Abstract

An experimental simulation of serpentine and chromite interaction was conducted at the pressure ( P ) and temperature ( T ) conditions of garnet-peridotite stability in order to clarify the potential role of serpentinite as a source for the crystallization of subcalcic garnet in the depleted subcratonic mantle. The experiments were performed at 4 GPa and 1100 °C and 5.5 GPa and 1200 °C using the high-pressure apparatus BARS. Natural antigorite from ophiolites of the Eastern Sayan (Russia) was used as a starting material. Two groups of chromite grains with different Cr# = 100Cr/(Cr + Al) ratios (from spinel peridotite xenoliths from the Udachnaya kimberlite pipe, Yakutia) were added to the antigorite.

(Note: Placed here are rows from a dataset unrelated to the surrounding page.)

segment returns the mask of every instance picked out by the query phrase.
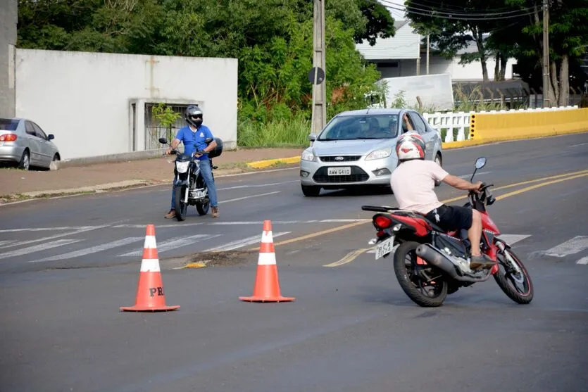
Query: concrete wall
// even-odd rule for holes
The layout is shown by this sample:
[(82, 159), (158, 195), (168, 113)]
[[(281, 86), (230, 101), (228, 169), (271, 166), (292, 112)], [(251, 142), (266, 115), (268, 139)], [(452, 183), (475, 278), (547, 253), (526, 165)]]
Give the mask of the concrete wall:
[(14, 117), (17, 0), (0, 0), (0, 117)]
[(143, 150), (146, 103), (197, 103), (229, 149), (237, 144), (237, 72), (234, 58), (19, 49), (16, 115), (54, 134), (68, 159)]

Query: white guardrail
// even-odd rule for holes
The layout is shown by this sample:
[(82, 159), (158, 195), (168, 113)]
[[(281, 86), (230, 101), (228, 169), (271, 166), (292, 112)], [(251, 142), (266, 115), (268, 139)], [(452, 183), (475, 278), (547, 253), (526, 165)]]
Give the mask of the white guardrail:
[[(509, 113), (520, 112), (542, 112), (550, 110), (565, 110), (569, 109), (577, 109), (577, 105), (574, 106), (559, 106), (556, 108), (537, 108), (533, 109), (518, 109), (511, 110), (482, 110), (480, 112), (435, 112), (434, 113), (424, 113), (423, 117), (429, 122), (429, 125), (439, 132), (441, 136), (441, 129), (446, 129), (444, 142), (461, 141), (467, 138), (465, 129), (470, 127), (470, 115), (472, 113)], [(453, 139), (455, 129), (458, 129), (457, 138)]]

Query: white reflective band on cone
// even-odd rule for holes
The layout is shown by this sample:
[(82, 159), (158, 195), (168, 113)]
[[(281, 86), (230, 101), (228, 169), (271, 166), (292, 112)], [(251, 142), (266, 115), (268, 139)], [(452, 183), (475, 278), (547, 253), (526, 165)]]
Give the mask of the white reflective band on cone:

Newly formed garnet, spinel, olivine and orthopyroxene were observed as the products in the experiments. Garnet formed only around chromite grains with the lower Cr# value (46.4). Garnet has low CaO contents (<0.05–1.10 wt.%) with chromium contents showing wide intra- and inter-grain variations (Cr# = 0.7–33.5). The Cr content increases from core to rim with the outer zones corresponding most closely to the equilibrium composition of the relevant bulk composition. The garnet total FeO content is in the range 3.4–5.8 wt.%. The experiments demonstrate that serpentinite decomposed at a temperature of 700 °C to olivine + orthopyroxene + water. If mingled mechanically with spinel-bearing mantle-wedge peridotite upon subduction, it could react to form the range of subcalcic garnet compositions found as inclusions in diamonds.